Throughout the hora, certain guests may be brought to the center of the circle to dance with the couple and their immediate families. Guests may link arms and swing each other around inside the circles. Groups of women may make smaller circles and perform special dances, and groups of men may drape their arms over each other's shoulders and dance in circles or lines.

Are There Traditional Songs That Are Played During the Hora?

The most popular songs that are played during the hora dance, are "Hava Nagila" (meaning "let's rejoice") and "Siman Tov U'Mazal Tov" (meaning "a good sign and good luck will come to us"). Many bands or DJs who are familiar with Jewish weddings have created a medley of hora music, which usually includes the above two Jewish wedding songs, along with other Hebrew songs or Yiddish klezmer music.

"Couples can certainly choose the music that is played during the hora, but you want versions of songs that are upbeat and happy," says Rabbi Cherney. "Make sure that you check which tune or tunes your band or DJ will play before the wedding. Some musicians aren't familiar with the custom and may need some further guidance to make sure it is an uplifting part of the evening."

What Is the Significance of Lifting the Couple Up on Chairs During the Hora?

As the dance progresses, chairs will be brought to the middle of the hora circles and the newlyweds will be encouraged to sit down.
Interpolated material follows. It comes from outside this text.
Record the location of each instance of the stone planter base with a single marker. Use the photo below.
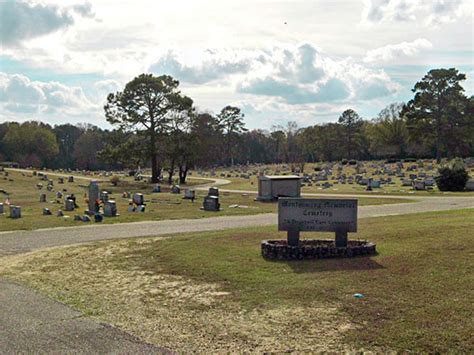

Then, guests hoist the chairs up, practically tossing the married couple into the air. This is a particularly fun Jewish wedding tradition that makes for some great photos, but there is a deeper meaning behind it.

"The couple is thought to be spiritually elevated on the day of their wedding," says Rabbi Cherney. "This is symbolized by lifting them up closer to God or physically elevating them, just as they are internally being elevated and blessed spiritually."

One important tip for this tradition: "The chairs should be sturdy wooden chairs with arms—no folding chairs!" says Rabbi Cherney.

Who Is Typically Included in This Tradition?

According to Rabbi Cherney, "the couple themselves are lifted up as well as their parents, and any other immediate family members that are present."

There are no rules about who does the lifting—any strong guests are encouraged to participate and help lift the couple up during this portion of the hora.

Why Do Couples Hold a Napkin While They are Lifted on Chairs?

As the newlyweds are lifted up on the chairs, you might see them holding a napkin between them—each holding a side of the cloth. Wondering the meaning behind this tradition? Turns out the napkin serves as a way for the couple to connect without actually touching each other.

Rabbi Cherney explains: "In religiously observant Jewish communities, men and women have not touched prior to the wedding. While this is very different in religiously liberal Jewish communities, the tradition of connecting through the napkin continues on. The couple are connected even though they are not physically touching. Interestingly enough waving a napkin at a wedding is also a symbol of joy and cheer amongst those who are hard of hearing, instead of clinking glasses!"

How Long Is a Typical Hora Dance?

The length of the hora dance really depends on your community's traditions and your own desires for your reception. According to Rabbi Cherney, "for some families the hora may be just one celebratory song and for other families the hora may last an hour! The time difference may vary based on how well versed the community is in the tradition, as well as the musicians ability to build the energy."

Make sure to discuss your hora with your band or DJ before the big day so you can choose the playlist and the length of time it will take. A music pro who has experience at Jewish weddings will know to ask you about your desired hora length, but if not, don't forget to bring it up.